Dans la nuit du 17 au 18 novembre 2015, les mal logés à la suite de l'assaut de Saint-Denis avaient dormi dans des tentes au pied de leur ancien immeuble. D'autres protestataires les avaient rejoints et tous ont manifesté le 18 novembre pour qu'ils obtiennent un nouveau logement. Les sinistrés voulaient également être reconnus comme victimes du terrorisme. Jean-Baptiste Eyraud explique à RT France : «A Saint-Denis, cinq personnes sont victimes de l’action antiterroriste en 2015 menée par le Raid, leur immeuble a été évacué, il devenait dangereux. Ces dernières semaines, l’Etat a suspendu l’hébergement pour cinq personnes, c’est la raison pour laquelle on a commencé un campement à Saint-Denis.»
Mohamed, 30 ans, vivait dans l'immeuble de Saint-Denis depuis six ans au moment de l'assaut de Saint-Denis. Cet occupant du gymnase, raconte son parcours à RT France : «J'étais juste en dessous de l’assaut à 4h20 du matin, ça s’est effondré chez moi.
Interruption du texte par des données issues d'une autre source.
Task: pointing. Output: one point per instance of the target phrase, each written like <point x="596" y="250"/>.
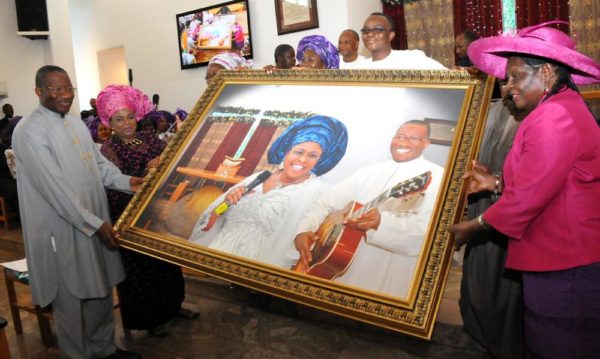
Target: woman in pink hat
<point x="550" y="185"/>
On a vécu dans un gymnase pendant huit jours, puis à l'hôtel Campanile. On nous a promis que 3 ou 4 mois plus tard, on serait chez nous mais on est resté plus d’un an dans l’hotel. On nous a promis qu’on aurait nos papiers, mais ni moi ni mon petit frère ne sommes régularisés.» Mohamed explique que les services auxquels ils s'adressent sont toujours débordés ou disent qu'ils ne s'occupent pas des autorisations. «Nous on n’a rien demandé, on est sorti de chez nous. Si on dort à la rue, on ne peut pas aller travailler, alors on perd tout. Il ne se passe jamais rien, elle est où la responsabilité de l’Etat ? Où sont les gens avec lesquels parler ? Ils nous donnent que des promesses», dénonce-t-il.
Le 18 novembre 2015, cinq jours après les attentats qui avaient fait 130 morts, les troupes d'élite du Raid avaient donné l'assaut dans l'immeuble de la rue du Corbillon au centre de Saint-Denis, où vivait Mohamed. Abdelhamid Abaaoud, coordinateur des attentats, et son complice Chakib Akrouh s'étaient retranchés dans un appartement du troisième étage. L'assaut, mené dans l'urgence, a conduit à un siège de plusieurs heures d'une grande violence, à quelques mètres de voisins terrés chez eux ou évacués à la hâte. L'immeuble a été décrété par la suite inhabitable.